Like the recent Hello, My Name Is Doris , Lorene Scafaria’s comedy/drama about a young woman and her very involved senior mom could’ve gone for cheap shots and broad caricature (and Susan Sarandon’s accent certainly flirts with it). But like Doris, this is a film with tremendous affection for its protagonist, for her openness and curiosity, as she cruises around Los Angeles leaving endless voicemails for her daughters and playing her bits of her favorite Beyoncé song. Scafaria doesn’t just like this character – she understands her, and wants her to find peace and happiness, particularly if it involves the gentle ex-cop who takes a liking to her (a wonderful J.K. Simmons, working a Sam Elliott vibe).
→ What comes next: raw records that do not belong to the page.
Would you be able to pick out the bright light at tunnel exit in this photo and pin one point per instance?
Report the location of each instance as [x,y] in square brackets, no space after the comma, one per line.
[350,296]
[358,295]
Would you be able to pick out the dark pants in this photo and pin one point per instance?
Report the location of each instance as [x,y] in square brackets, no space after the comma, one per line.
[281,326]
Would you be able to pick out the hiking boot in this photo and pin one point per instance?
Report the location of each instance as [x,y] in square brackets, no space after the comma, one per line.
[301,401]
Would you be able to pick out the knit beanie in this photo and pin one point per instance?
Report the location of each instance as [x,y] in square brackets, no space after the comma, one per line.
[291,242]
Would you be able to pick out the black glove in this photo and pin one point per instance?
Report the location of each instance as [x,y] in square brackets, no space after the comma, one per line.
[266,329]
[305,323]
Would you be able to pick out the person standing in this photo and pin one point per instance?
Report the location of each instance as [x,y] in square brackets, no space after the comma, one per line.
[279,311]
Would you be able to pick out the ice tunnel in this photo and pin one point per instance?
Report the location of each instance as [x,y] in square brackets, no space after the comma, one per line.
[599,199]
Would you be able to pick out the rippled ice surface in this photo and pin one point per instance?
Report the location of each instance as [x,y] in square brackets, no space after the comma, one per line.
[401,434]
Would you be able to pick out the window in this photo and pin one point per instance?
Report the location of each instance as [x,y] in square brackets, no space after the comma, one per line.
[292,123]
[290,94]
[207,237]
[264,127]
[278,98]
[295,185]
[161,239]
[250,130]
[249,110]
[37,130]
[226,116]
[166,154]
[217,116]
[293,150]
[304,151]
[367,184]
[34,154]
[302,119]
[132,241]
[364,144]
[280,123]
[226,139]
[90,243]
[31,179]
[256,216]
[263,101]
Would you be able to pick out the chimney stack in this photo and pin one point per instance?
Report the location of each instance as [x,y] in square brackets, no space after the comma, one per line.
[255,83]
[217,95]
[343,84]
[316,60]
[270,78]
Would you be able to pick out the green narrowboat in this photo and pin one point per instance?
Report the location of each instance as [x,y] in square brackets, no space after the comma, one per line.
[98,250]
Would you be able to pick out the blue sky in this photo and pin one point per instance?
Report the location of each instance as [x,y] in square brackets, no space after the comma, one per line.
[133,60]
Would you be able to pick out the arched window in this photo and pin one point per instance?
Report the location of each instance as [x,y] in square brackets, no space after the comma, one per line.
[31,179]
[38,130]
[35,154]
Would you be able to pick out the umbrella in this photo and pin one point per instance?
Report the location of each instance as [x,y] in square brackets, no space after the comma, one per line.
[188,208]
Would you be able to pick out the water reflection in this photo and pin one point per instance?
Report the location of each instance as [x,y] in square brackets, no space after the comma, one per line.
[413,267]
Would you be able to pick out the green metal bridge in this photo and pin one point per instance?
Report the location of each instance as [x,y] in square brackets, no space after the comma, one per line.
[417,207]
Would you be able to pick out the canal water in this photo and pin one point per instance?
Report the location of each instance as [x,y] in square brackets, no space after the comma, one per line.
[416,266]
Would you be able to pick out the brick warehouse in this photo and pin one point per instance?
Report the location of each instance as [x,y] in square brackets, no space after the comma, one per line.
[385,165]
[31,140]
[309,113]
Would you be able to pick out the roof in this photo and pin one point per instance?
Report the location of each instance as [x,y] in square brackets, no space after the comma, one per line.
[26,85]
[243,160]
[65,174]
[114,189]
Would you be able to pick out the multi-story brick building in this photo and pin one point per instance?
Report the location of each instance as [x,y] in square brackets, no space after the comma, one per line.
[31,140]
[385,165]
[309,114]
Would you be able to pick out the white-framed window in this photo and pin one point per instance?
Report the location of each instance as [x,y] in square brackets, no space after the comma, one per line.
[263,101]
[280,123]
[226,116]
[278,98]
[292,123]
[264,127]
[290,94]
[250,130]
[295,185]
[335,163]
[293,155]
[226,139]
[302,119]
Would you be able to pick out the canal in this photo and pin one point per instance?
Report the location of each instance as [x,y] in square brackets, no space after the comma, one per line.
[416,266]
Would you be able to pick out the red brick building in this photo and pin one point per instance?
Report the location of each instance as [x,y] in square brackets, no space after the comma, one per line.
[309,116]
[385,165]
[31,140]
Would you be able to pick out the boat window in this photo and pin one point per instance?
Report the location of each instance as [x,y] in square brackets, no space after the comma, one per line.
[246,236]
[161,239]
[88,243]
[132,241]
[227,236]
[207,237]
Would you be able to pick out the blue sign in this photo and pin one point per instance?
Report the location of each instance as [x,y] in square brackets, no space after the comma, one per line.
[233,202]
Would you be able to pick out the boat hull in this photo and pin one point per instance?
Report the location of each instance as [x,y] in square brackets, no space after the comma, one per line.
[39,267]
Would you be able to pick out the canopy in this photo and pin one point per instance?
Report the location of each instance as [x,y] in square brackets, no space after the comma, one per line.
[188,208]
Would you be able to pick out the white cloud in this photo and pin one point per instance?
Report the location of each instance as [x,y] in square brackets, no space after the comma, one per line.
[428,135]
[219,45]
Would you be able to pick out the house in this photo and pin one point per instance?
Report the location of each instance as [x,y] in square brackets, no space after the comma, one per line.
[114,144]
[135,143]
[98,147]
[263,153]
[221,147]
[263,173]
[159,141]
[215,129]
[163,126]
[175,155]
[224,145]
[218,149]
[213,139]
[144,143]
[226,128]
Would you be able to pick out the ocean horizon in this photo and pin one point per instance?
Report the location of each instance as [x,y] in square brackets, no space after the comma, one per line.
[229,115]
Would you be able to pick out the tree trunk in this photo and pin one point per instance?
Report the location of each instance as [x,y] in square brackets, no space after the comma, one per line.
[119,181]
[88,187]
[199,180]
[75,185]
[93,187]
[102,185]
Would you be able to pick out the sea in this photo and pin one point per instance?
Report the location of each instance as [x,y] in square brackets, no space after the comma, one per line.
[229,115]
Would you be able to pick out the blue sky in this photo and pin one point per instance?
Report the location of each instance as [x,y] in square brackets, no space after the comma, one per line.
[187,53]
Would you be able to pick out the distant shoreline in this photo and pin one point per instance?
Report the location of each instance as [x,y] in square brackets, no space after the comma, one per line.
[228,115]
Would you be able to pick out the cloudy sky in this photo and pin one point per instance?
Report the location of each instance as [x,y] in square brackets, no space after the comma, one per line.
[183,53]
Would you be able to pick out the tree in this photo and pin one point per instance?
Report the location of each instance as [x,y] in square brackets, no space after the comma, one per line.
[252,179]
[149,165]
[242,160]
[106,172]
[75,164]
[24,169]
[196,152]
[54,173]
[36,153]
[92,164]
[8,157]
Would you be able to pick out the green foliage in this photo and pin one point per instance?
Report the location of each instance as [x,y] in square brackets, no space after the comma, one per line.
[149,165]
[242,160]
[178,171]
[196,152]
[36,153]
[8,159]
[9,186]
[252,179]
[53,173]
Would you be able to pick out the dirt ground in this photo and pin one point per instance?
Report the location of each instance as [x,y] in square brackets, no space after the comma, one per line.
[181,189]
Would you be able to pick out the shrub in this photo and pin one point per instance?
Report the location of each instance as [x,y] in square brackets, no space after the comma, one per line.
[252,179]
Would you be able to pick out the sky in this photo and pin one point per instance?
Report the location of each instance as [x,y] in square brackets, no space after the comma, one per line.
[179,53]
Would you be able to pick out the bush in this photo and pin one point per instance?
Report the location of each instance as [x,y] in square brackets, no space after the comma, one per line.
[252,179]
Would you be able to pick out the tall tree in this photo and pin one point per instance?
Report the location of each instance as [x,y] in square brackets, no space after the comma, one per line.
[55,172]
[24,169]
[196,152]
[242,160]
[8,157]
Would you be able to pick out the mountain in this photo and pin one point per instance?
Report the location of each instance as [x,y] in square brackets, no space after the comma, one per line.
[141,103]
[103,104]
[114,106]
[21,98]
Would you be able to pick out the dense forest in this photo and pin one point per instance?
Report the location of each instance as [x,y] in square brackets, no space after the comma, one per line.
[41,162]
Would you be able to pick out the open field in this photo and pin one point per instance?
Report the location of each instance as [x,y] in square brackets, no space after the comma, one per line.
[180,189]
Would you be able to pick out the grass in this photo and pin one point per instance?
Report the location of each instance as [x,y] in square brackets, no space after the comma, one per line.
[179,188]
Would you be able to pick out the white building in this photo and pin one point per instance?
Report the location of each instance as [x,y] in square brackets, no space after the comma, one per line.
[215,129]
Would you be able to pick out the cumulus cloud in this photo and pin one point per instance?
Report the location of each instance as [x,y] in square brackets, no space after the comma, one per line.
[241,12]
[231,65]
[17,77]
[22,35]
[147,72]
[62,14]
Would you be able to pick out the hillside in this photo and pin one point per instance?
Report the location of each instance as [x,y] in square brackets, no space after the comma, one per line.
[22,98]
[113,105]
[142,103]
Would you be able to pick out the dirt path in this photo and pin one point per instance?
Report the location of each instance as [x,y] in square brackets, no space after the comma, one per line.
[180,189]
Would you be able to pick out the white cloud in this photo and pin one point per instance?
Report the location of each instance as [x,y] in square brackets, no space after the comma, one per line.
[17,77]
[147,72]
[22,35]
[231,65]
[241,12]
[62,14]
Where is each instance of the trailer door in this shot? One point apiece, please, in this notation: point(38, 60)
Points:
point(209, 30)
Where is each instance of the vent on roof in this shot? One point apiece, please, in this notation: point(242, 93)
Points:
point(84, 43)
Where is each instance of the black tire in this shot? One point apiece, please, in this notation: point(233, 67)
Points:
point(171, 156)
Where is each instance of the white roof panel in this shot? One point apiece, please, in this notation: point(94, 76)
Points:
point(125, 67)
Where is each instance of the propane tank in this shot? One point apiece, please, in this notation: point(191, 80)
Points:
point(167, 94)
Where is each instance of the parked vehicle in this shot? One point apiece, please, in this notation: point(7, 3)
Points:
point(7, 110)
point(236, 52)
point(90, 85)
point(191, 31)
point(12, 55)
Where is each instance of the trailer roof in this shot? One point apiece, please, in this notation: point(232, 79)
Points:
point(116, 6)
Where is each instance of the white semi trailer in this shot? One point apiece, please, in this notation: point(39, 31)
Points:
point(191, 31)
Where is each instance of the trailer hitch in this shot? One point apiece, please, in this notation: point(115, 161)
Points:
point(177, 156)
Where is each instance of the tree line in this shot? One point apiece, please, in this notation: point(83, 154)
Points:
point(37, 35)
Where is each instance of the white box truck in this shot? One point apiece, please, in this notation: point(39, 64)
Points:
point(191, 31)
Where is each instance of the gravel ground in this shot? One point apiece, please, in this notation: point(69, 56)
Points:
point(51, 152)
Casting Sarandon and Rose Byrne as mother and daughter is genius – they bounce off each other beautifully – and it’s a joy to see Sarandon playing an honest-to-God leading role with this kind of gusto.
This Independent Focus production from director Sonia Kennebeck is a gripping indictment of America’s increasing reliance on drone warfare, told from the perspectives of a trio of former intelligence agents and analysts who’ve seen the toll taken by this “video game” war, both to civilians and to their own. One tries to come to terms with her PTSD by speaking out, yet finds herself doubting and second-guessing herself; another, a high-clearance intelligence officer, finds himself investigated for espionage; the third, racked with guilt, goes to Afghanistan on a humanitarian mission and seeks out the survivors of a drone strike that killed 23 members of an unarmed family caravan, including women and children. As the pilots and analysts controlling that drone squint and try to determine if the “children” in the group are “teenagers or toddlers,” the sense of sheer insanity is overwhelming – particularly when Kennebeck closes her film with an overhead image, aping the drone POV, of an American city street. Scary, potent, powerful stuff.
My Scientology Movie
When satirist and documentarian Louis Theroux announces on Twitter that his new documentary will tackle the Church of Scientology, he gets one particularly prescient @-reply: “They’re probably filming you already.” When Theroux is unsurprisingly unable to get bigwigs like David Miscavige to sit for interviews, he arrives on an ingenious workaround: “We can’t get the real Miscavige, but we can create our own Miscavige.” And thus, with departed CoS members acting as advisors, he sets about making a dramatization, with actors playing key figures like Miscavige and celebrity spokesman Tom Cruise – and sure enough, as predicted, his shoots and sessions are being disrupted by camera-wielding Scientologists, determined to make a counter-documentary. It’s a funhouse arrangement of mirrors and cameras, yet between the oddball set pieces and documentary muckraking, Theroux is slyly exploring the psychopathy at the heart of this organization – and one that may still lurk in those who’ve left it.